心理学の用語で「投影」という言葉があります。例えば、散歩中に空を見上げて「なんて儚い雲なんだろう」と寂しさを感じたとします。これは実は投影が起こっていて、自分自身が寂しさを感じているから、空の雲も何だか儚くて寂しそうと感じてしまうのです。逆に「なんて綺麗な空なんだ!」と明るい気持ちを感じたとしたら、自分自身が元気で明るい気持ちだからそう感じるのだと言われています。

この「投影」は日常生活の様々なところで起こっているのですが、ファッションにも投影が起こっていると言われています。ファッションは自分が「こうなりたい」「こうでありたい」という自分の心の欲求が投影されやすいのです。

私自身も10代の頃は、「早く自立した大人になりたい」という願望があったので、やけに大人びた服やパンプスを好んで選んでいた時期がありました。よって実際の年齢よりも結構年上に見られることもありました。これも、「周りの人から子どもとして扱われたくない。大人として扱われたい、大人として見られたい」という思春期特有の心の葛藤がファッションに投影されていたのだと思います。

私と同じような経験がある方も多いのではないでしょうか。そう考えてみると、ファッションはその人の心の状態をよく表すものだと言っても良いでしょう。では、ファッションが表す心の状態の様々な具体例を考えてみたいと思います。

様々なファッションが表す心の状態の具体例について

先ほど、10代の頃の私自身のファッションの例をお伝えしましたが、他にも様々な具体例を上げてみたいと思います。

ひと昔前は、髪をばっさり切ったら「失恋したの?」と聞かれることがありましたが、ファッションでも突然イメージチェンジを図る人はいますよね。今はパーソナルスタイリストなど、一般人でもプロのスタイリストにワードローブの服を選んでもらうことができる時代に変化しました。そのようなサービスを利用することにより、突然オシャレになったり、突然雰囲気が変わった、という人もお見かけします。

心理的に考えると、突然のイメージチェンジは「違う自分に生まれ変わりたい」という心の状態を表しているのかもしれません。逆に考えると、違う自分に生まれ変わりたいと思うほど今の自分の状態に嫌気が差していたり、辟易しているとも考えられます。違う自分に生まれ変わることにより、もう一度ゼロから始めたいという心理かもしれません。

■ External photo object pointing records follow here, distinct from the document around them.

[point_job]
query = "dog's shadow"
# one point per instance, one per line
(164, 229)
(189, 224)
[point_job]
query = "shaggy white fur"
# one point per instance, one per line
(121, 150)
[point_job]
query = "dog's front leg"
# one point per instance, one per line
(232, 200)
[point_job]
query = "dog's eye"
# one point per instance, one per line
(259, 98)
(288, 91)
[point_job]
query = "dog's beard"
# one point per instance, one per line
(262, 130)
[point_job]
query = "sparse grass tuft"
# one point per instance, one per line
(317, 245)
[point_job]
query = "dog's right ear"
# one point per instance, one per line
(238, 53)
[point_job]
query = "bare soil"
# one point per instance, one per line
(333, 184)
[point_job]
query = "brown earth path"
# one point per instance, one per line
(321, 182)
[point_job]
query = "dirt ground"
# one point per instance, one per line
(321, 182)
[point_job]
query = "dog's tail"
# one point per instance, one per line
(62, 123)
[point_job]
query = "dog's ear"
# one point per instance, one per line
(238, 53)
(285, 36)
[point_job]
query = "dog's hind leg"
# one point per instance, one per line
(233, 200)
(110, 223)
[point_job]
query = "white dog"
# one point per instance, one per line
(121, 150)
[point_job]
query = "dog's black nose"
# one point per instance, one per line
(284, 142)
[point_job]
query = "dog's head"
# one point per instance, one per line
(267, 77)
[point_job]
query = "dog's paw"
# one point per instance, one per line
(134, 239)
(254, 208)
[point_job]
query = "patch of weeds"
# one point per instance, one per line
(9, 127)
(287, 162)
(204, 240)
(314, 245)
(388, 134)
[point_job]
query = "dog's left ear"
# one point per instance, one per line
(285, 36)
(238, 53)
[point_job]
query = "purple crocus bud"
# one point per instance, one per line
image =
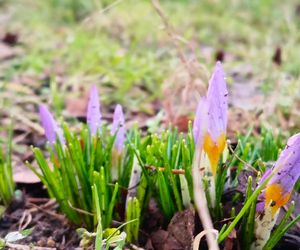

他にも、とてもブランド好きで全身ブランド品で身を固めているような方、いらっしゃいますよね。みんなが知っているような分かりやすいロゴが入ったバッグや靴などを、常に身に着けている人も多いかと思います。これは「価値のある人間でいたい」という気持ちの表れではないでしょうか。裏を返せば、何かしらのコンプレックスや劣等感があるからこそ、価値のある人間でいたいし、そう見られたいという心理状態かもしれません。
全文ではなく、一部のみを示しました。